I made just a few, most likely un-noticable changes. Tell me what you think please! -xoxo Kaeleen
Although it wasn't a chilly night in London of 1903, several men and women were over dressed, wearing their tailored trench coats and expensive shoes, they lined up, by the hundreds, in the theater while mingling and laughing about, awaiting the open night performance, Little Mary. J. M. Barrie, play writer and producer, nervously gazed out the red curtain, watching the empty seats suddenly fill before his eyes as quickly as the sun rises and falls each morning and night. Barrie's shadowy chocolate eyes then fell towards the audience, when he noticed his lovely wife, Mary, whom assembled herself smiling and socializing with everyone around her. James was different. He was on no account the type as she desired him to be, he was distant, and his judgments or thoughts typically remained to himself, or were expressed through his plays. Mary's tidily prepared auburn hair glowed under the stage's reflecting lights, and he remembered how well her previous occupation as a impressive, and well-loved, actress had taken, and he intently stared at her emerald green eyes which seemed to dance as everyone enjoyed her company, and for once, James envied her societal skills. Turning back to the stage, James closed the curtains, as he perceived the sound for the lights to dim, and the play to begin. It started, and ended. There was nothing in between. As people said, "Simply rubbish, and nonsense," he did not fret or sigh, merely smiled and replied, "I can do better," and he would.
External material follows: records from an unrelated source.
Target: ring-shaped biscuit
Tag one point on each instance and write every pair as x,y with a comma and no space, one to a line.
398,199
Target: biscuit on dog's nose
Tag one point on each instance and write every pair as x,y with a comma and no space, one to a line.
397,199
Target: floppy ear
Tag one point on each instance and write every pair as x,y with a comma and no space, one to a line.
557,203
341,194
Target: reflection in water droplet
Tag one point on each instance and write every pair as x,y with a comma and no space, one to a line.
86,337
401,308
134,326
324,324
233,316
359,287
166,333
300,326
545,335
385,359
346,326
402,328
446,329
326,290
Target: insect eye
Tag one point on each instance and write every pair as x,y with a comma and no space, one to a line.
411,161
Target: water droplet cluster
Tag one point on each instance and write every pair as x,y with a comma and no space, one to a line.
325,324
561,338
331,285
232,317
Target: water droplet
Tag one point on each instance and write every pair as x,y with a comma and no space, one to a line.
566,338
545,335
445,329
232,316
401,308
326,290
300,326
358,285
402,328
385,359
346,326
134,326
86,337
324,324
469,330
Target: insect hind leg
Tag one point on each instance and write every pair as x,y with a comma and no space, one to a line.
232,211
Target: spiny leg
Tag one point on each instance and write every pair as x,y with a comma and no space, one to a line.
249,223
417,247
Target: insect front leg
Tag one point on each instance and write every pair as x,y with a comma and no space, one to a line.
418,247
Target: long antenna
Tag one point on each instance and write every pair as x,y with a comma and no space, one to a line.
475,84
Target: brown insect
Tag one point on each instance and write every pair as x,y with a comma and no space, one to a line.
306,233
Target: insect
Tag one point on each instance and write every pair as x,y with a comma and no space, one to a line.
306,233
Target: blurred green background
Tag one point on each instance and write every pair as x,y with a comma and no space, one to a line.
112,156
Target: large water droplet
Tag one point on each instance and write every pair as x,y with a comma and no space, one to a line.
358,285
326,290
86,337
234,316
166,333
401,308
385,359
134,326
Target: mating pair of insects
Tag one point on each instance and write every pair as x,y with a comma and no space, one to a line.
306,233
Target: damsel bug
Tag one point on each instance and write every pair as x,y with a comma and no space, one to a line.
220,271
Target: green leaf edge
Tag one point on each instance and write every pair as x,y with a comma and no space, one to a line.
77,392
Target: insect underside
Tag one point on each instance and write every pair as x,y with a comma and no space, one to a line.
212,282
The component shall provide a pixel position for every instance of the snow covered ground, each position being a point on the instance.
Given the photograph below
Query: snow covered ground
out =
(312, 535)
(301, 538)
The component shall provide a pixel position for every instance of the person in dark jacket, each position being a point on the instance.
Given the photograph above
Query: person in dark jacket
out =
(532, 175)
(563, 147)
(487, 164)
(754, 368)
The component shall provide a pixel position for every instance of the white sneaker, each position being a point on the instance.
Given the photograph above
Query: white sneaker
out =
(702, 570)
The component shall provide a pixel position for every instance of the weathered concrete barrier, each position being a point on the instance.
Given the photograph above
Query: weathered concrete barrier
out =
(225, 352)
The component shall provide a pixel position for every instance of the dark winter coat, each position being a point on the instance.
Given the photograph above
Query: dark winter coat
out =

"Mary," James Scottish accent slightly showed as he spoke, though he had now been living in London for over five years, "I'm headed to the park if you'd like to join me. It's a beautiful morning."
Mary lay in her room, door closed and asked, although she already knew her answer, "You'll be working, will you?"
James placed his hand on the cold, brass doorknob, deciding whether or not he should greet his wife the proper way, though quickly thought against it. "Yes."
Silence between the two would be discomfited for a recently married couple, yet for Barrie and she, it was not. It always seemed quiet in their house, with the exception of the echoes in the grand hall, of the servants occasionally visiting, and this certain silence occurred before Mary answered, "I'll leave you to your work then."
"Very well then. I will be home later tonight," Barrie responded, reaching for his writer's journal on the table stand next to her door. As he approached the park, James, with his outsized dog following directly behind him, sat upon his preferred bench, near a large oak tree, overlooking the park's most glorious views, in which today appeared splendid. Opening the daily newspaper, he did not seem to notice the article titled, "Barrie's Play Another Disaster", which had been cut out by one of the maids earlier in the morning, he simply looked beyond it, noticing his dog, playing with a few children in the distance of the park, when a voice from underneath him called out, "Excuse me sir, but your standing on my sleeve."
A little boy, no over the age of six, with cropped brown hair, lay beneath Barrie's bench, and he removed his shoe without any need of another request, and said, "May I point out that your laying under my bench."